Since 2017, the response to IPOs in the PSU sector has been discouraging; only one, RITES Limited, fared adequately while others saw disappointing investor demand. “Between 2004 and 2014, we barely saw any PSU companies getting listed. So there has been a thrust by this government to get all the profitable PSUs listed,” points out Pranav Haldea, managing director at Prime Database Group. “At the same time, a lot of them had to be bailed out by LIC because they were not able to garner the requisite subscription. But these are solid companies, virtual monopolies... these government enterprises have been in business for several years, are profit-making, and there are no issues as far as the promoter is concerned,” he says, adding that if they offer a good discount and make it retail investor oriented, there’s no reason why there won’t be enough subscription for them. 

 Though subscription-wise the size of the IRCTC IPO was small, analysts point out it was priced attractively. “In the past, IPOs have been priced aggressively, which is why they had not seen enough takers,” says Haldea.

The public issue got bids for about 225.29 crore shares against a total issue size of 2.016 crore shares, for a price band of ₹315-320 a share. The reserve portion for qualified institutional buyers was oversubscribed 108.79 times while that set aside for retail investors was oversubscribed about 14.36 times and employees 5.74 times, according to data from BSE and NSE.

“The business model of IRCTC is unique as it is one of the monopolies from the railway business. If you see the other financials and growth, everything has been pretty healthy over the years, and even the current financial balance sheet looks pretty strong,” says Siddhartha Khemka, head-retail research at Motilal Oswal Financial Services Ltd.
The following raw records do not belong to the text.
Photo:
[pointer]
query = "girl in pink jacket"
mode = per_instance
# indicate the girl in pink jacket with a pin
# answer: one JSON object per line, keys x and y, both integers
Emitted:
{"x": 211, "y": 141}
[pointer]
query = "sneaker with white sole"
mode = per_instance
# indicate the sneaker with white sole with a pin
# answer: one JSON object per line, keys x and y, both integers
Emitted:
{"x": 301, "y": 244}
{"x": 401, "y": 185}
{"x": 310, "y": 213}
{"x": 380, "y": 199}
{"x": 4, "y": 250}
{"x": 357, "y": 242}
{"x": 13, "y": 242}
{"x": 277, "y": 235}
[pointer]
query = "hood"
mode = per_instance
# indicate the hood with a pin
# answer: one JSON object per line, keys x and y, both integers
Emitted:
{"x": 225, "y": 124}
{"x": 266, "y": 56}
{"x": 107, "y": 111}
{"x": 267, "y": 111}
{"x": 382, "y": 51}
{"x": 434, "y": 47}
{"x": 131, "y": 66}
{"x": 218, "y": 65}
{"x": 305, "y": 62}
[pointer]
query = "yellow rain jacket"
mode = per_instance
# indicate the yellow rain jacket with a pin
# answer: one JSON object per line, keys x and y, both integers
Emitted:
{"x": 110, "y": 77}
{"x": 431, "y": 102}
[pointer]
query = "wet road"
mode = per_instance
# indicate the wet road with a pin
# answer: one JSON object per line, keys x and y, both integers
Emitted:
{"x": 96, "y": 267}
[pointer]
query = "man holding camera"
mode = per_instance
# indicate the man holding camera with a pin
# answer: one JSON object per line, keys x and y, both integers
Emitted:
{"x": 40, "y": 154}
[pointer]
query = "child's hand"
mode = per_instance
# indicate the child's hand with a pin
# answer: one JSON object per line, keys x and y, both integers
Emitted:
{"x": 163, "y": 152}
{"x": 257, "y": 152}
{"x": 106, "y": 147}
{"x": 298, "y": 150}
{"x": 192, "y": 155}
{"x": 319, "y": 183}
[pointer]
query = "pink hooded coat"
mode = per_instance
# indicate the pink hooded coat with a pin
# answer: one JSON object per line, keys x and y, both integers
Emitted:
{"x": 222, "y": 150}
Besides growth in its core businesses, the reinstatement of the convenience fee on etickets is also going to be a strong growth trigger, he adds.

IRCTC had stopped levying the fee after demonetisation to incentivise people to move online. “Now that that has been restarted from September this year, it should lead to a good bump up at least in this year's numbers and the next fiscal too,” says Khemka.